The architectural environments for life upon the ''wicked'' stage also gets some attention this season.
An exhibition of ''American Picture Palaces'' will run Nov. 23 through Feb. 27 at the Cooper-Hewitt Museum in New York. Everything from furnishings and photos to a sign from the Roxie will display these endangered but endearing extravaganzas.
Singular architects will also appear on the fall exhibition agenda. ''Uncommonly Frank,'' a traveling show of the houses and offbeat furnishings of California architect Frank Gehry lights at Boston's Institute of Contemporary Art through Oct. 31.
The Max Protech Gallery in New York, which prompts architects to shake out their sheafs of drawings on a regular basis, will offer next month the work of Venturi Rauch & Scott-Brown, known for espousing ''complexity and contradiction.'' The gallery will also feature the intellectually rigorous design work of John Hejduk in February.
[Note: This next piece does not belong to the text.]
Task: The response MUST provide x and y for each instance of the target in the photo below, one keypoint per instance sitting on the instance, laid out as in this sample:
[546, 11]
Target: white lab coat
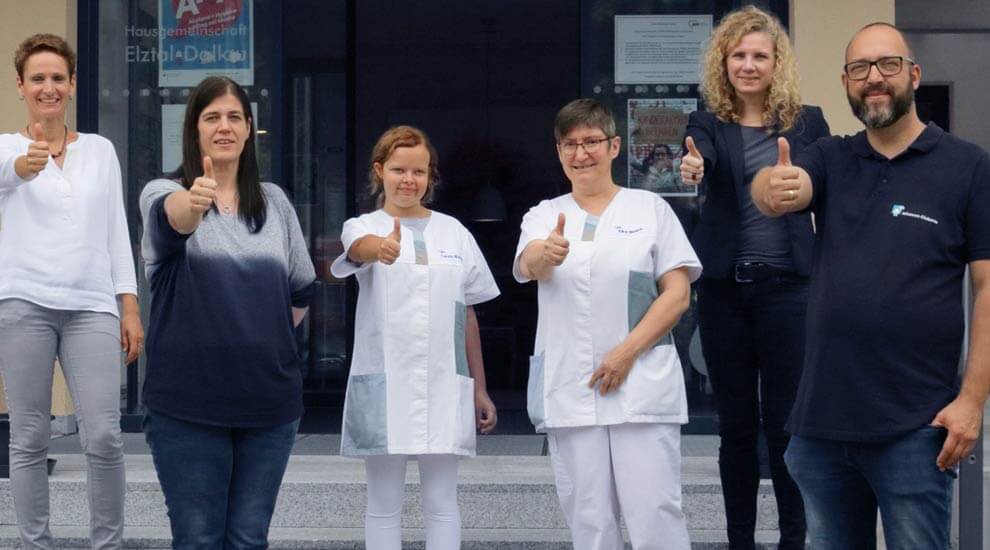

Frank Lloyd Wright will appear three- and two-dimensionally, so to speak, when the restored living room he designed in the Francis Little home from 1912- 1915 opens at the Metropolitan Museum of Art in New York, in the American Wing, Dec. 5.
To accompany the slow and controversial installation from the demolished building, the museum will offer 60 its own Wright artifacts: furniture, ceramics , fragments, graphics, and other drawings will appear in conjunction with the opening from Dec. 5 to March 1.
Moving from private to public spaces, the Municipal Art Center in New York is offering a view of ''Culture Stations,'' subway stops as designed objects.
Another anniversary offers this New York center a chance for still another exhibition: The 50th year of the Rockefeller Center will be celebrated with photos, memorabilia, and some video displays to recall the origins of the megacenter that predated all megacenters half a century ago.